Cena do filme Black is King. Imagem retirada do site do jornal La Verdad.



No dia 02 de agosto de 2020, a historiadora e antropóloga Lilia Schwarcz (USP) publicou um texto, na Folha de São Paulo, sobre o filme Black is King, produzido e lançado no último dia 31 de julho pela cantora Beyoncé. O artigo traz como título de chamada a seguinte afirmação: “Filme da Beyoncé erra ao glamourizar negritude com estampa de oncinha”. Para além do famoso “cancelamento”, ação problemática e que toma conta das redes sociais e que se manifestou contra a Lilia Schwarcz em suas contas no Twitter e no Instagram, precisamos refletir acerca da seguinte questão: por que Black is King é importante?
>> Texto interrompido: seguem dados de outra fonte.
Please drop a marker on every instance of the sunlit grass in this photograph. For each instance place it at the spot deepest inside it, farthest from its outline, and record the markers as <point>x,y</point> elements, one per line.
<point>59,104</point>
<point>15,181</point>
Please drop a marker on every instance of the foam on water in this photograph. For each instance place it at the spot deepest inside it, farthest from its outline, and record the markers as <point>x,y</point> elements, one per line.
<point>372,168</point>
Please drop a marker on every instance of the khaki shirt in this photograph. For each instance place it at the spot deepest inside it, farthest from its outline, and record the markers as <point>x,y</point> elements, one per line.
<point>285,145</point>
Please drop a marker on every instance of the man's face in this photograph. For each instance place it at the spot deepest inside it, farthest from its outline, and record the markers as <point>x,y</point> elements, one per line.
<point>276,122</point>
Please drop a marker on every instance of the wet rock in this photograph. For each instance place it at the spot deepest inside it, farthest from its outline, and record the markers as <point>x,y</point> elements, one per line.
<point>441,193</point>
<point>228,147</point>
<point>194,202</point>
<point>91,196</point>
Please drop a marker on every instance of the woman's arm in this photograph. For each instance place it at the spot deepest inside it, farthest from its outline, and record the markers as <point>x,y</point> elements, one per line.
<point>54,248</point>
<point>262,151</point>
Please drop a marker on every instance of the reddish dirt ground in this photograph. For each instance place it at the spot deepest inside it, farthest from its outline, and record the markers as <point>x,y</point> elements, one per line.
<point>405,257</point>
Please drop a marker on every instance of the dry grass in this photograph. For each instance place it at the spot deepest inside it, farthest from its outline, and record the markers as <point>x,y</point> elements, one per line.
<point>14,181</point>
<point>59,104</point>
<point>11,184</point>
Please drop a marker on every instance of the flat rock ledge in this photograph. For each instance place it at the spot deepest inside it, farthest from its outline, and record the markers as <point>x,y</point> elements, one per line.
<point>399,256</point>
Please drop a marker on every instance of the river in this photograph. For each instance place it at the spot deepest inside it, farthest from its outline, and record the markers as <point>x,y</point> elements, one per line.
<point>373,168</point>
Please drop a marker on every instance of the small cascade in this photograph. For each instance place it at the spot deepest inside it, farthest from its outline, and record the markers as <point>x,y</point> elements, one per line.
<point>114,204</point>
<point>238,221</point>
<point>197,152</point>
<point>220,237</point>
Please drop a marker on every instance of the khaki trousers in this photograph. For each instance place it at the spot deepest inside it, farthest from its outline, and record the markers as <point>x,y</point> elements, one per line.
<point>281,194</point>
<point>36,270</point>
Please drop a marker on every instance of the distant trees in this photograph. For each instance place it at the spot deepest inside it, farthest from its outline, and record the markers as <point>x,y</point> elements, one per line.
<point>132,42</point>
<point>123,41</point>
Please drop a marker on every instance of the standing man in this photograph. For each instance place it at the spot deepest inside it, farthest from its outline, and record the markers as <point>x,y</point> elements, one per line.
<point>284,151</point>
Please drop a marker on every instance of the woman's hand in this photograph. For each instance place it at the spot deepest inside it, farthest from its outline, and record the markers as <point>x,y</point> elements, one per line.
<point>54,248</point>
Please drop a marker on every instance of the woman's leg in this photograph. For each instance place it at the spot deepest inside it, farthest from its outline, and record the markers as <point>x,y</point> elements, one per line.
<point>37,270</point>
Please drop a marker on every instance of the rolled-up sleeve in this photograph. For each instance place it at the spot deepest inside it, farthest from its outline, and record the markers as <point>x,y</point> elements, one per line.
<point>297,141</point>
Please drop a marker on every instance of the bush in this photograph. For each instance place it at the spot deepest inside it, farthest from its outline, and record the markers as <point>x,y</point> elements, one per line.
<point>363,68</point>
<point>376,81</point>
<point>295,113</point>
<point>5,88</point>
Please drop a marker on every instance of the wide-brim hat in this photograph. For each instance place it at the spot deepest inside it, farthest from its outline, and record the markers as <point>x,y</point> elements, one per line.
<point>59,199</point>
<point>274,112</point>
Ontem, depois que expressei a minha ideia em determinada rede social, alguém me perguntou se eu já havia lido as produções de Lilia Schwarcz – talvez seja o mais novo “você sabe com quem está falando?”. Respondi que já a havia lido e a utilizado como referências bibliográficas em artigos científicos e outros escritos para a pós-graduação e que, ainda assim (e por isso), endossava a pertinência em travar esse diálogo.


Black is King (2020) é um filme musical dirigido e escrito pela cantora americana Beyoncé que conta a história da população negra a partir de nossas referências. No artigo na Folha, Lilia Schwarcz também escreve a partir de suas referências que não são as mesmas de Beyoncé. Escrevendo de um lugar específico, marcado por sua branquitude e pelo seu discurso acadêmico – e precisamos relembrar aqui que a academia é um espaço branco que ainda nega o privilégio da fala a pessoas negras – Lilia Schwarcz parece ter ignorado a importância da produção Black is King para a população negra. Muito embora a intelectual teça alguns elogios à obra e tenha alegado em seu Twitter que “é um texto muito mais elogioso do que crítico”, o que chama atenção no escrito é o modo como a historiadora aponta o “erro” cometido pela Beyoncé ao glamourizar a negritude e ao conferir pompa à luta antirracista. Precisamos questionar, com dada urgência, o que pode a negritude então? Ou melhor, quem se sente autorizado para dizer o que pode a negritude e por que se sente?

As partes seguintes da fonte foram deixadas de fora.